PG Phriday: Date Based Partition Constraints

March 20th, 2015 | Published in Database, Tech Talk | 3 Comments

PostgreSQL has provided table partitions for a long time. In fact, one might say it has always had partitioning. The functionality and performance of table inheritance has increased over the years, and there are innumerable arguments for using it, especially for larger tables consisting of hundreds of millions of rows. So I want to discuss a quirk that often catches developers off guard. In fact, it can render partitioning almost useless or counter-productive.

PostgreSQL has a very good overview in its partitioning documentation. And the pg_partman extension at PGXN follows the standard partitioning model to automate many of the pesky tasks for maintaining several aspects of partitioning. With modules like this, there’s no need to manually manage new partitions, constraint maintenance, or even some aspects of data movement and archival.

However, existing partition sets exist, and not everyone knows about extensions like this, or have developed in-house systems instead. Here’s something I encountered recently:

CREATE TABLE sys_order
    order_id     SERIAL       PRIMARY KEY,
    product_id   INT          NOT NULL,
    item_count   INT          NOT NULL,
    order_dt     TIMESTAMPTZ  NOT NULL DEFAULT now()

CREATE TABLE sys_order_part_201502 ()
       INHERITS (sys_order);

ALTER TABLE sys_order_part_201502
  ADD CONSTRAINT chk_order_part_201502
      CHECK (order_dt >= '2015-02-01'::DATE AND
             order_dt < '2015-02-01'::DATE + INTERVAL '1 mon');

This looks innocuous enough, but PostgreSQL veterans are already shaking their heads. The documentation alludes to how this could be a problem:

Keep the partitioning constraints simple, else the planner may not be able to prove that partitions don’t need to be visited.

The issue in this case, is that adding the interval of a month changes the right boundary of this range constraint into a dynamic value. PostgreSQL will not use dynamic values in evaluating check constraints.
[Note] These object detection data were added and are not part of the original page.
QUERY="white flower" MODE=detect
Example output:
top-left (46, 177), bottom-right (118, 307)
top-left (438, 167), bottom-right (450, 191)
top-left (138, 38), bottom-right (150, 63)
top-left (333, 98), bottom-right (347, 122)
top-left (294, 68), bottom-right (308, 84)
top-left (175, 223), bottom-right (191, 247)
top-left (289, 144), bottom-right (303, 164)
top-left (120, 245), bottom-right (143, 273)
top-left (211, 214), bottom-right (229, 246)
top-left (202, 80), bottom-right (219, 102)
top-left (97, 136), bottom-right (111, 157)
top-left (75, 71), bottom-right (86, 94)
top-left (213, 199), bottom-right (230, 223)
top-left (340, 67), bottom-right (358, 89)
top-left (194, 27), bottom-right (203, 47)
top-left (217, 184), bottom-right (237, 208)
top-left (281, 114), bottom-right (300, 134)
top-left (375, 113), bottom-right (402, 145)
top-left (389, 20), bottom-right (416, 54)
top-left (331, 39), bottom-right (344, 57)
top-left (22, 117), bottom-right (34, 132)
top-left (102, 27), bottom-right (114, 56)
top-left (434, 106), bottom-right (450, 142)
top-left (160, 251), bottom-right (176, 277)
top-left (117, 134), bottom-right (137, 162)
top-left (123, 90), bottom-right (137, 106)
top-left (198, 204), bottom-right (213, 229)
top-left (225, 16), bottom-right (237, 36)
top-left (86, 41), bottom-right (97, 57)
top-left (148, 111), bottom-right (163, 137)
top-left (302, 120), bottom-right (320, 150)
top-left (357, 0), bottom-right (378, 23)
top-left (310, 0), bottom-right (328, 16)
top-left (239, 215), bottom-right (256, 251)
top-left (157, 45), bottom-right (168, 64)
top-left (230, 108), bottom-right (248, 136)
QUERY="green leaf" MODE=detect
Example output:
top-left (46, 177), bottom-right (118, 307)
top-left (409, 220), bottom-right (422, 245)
Here’s a query plan from PostgreSQL 9.4.1, which is the most recent release as of this writing:

SELECT * FROM sys_order
 WHERE order_dt = '2015-03-02';

                QUERY PLAN                                    
 Append  (cost=0.00..30.38 rows=9 width=20)
   ->  Seq Scan on sys_order  ...
   ->  Seq Scan on sys_order_part_201502  ...

Well, it looks like the PostgreSQL planner wants to check both tables, even though the constraint we added to the child does not apply. Now, this isn’t a bug per se, but it might present as somewhat counter-intuitive. Let’s replace the constraint with one that does not use a dynamic value and try again:

ALTER TABLE sys_order_part_201502
 DROP CONSTRAINT chk_order_part_201502;

ALTER TABLE sys_order_part_201502
  ADD CONSTRAINT chk_order_part_201502
      CHECK (order_dt >= '2015-02-01'::DATE AND
             order_dt < '2015-03-01'::DATE);

SELECT * FROM sys_order
 WHERE order_dt = '2015-03-02';

                QUERY PLAN                                    
 Append  (cost=0.00..30.38 rows=9 width=20)
   ->  Seq Scan on sys_order  ...
   ->  Seq Scan on sys_order_part_201502  ...
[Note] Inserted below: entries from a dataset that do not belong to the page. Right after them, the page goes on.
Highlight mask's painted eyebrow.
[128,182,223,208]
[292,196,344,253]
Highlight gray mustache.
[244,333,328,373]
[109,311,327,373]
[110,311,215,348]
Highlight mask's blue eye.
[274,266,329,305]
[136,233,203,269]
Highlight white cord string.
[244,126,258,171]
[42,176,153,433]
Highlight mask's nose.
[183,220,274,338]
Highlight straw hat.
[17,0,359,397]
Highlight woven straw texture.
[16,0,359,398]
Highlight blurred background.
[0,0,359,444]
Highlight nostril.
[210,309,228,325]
Wait a minute… what happened here? There’s no dynamic values; the constraint is a simple pair of static dates. Yet still, PostgreSQL wants to check both tables. Well, this was a trick question of sorts, because the real answer lies in the data types used in the constraint. The TIMESTAMP WITH TIME ZONE type, you see, is not interchangeable with TIMESTAMP. Since the time zone is preserved in this type, the actual time and date can vary depending on how it’s cast.
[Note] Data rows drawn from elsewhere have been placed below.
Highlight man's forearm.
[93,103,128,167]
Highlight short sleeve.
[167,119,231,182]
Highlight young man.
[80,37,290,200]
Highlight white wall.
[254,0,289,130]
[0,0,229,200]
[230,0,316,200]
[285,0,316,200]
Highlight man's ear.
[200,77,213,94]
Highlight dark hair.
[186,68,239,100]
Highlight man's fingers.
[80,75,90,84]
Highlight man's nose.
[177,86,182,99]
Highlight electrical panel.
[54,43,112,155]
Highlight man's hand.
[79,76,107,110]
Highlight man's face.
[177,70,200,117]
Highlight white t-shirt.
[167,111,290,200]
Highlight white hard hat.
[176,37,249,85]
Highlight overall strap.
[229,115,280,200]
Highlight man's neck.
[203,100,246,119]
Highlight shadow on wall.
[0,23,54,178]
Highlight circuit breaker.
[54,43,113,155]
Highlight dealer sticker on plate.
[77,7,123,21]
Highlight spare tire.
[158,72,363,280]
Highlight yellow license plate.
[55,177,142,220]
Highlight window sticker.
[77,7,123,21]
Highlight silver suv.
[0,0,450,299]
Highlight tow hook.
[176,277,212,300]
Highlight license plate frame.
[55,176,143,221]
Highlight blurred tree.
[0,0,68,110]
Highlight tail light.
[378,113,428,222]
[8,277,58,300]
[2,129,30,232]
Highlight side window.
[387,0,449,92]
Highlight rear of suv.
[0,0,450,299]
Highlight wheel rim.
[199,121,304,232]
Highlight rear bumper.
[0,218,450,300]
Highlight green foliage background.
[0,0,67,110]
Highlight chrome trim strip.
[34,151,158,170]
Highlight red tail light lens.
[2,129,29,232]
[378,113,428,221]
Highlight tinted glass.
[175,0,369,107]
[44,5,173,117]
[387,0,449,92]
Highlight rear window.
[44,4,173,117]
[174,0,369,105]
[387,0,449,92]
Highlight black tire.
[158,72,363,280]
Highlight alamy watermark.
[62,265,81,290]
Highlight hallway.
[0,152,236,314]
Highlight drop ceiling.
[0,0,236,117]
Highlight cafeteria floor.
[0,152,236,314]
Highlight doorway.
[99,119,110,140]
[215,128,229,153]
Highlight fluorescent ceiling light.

Watch what happens when we change the constraint to match the column type used for order_dt:

ALTER TABLE sys_order_part_201502
 DROP CONSTRAINT chk_order_part_201502;

ALTER TABLE sys_order_part_201502
  ADD CONSTRAINT chk_order_part_201502
      CHECK (order_dt >= '2015-02-01'::TIMESTAMPTZ AND
             order_dt < '2015-03-01'::TIMESTAMPTZ);

SELECT * FROM sys_order
 WHERE order_dt = '2015-03-02';

                QUERY PLAN                                    
 Append  (cost=0.00..0.00 rows=1 width=20)
   ->  Seq Scan on sys_order  ...

Now all of the types will be directly compatible, removing any possibility of time zones being cast to a different date than the constraint uses. This is an extremely subtle type mismatch, as many developers and DBAs alike, consider these types as interchangeable. This is further complicated by the fact DATE seems to be the best type to use for the constraint, since time isn’t relevant to the desired boundaries.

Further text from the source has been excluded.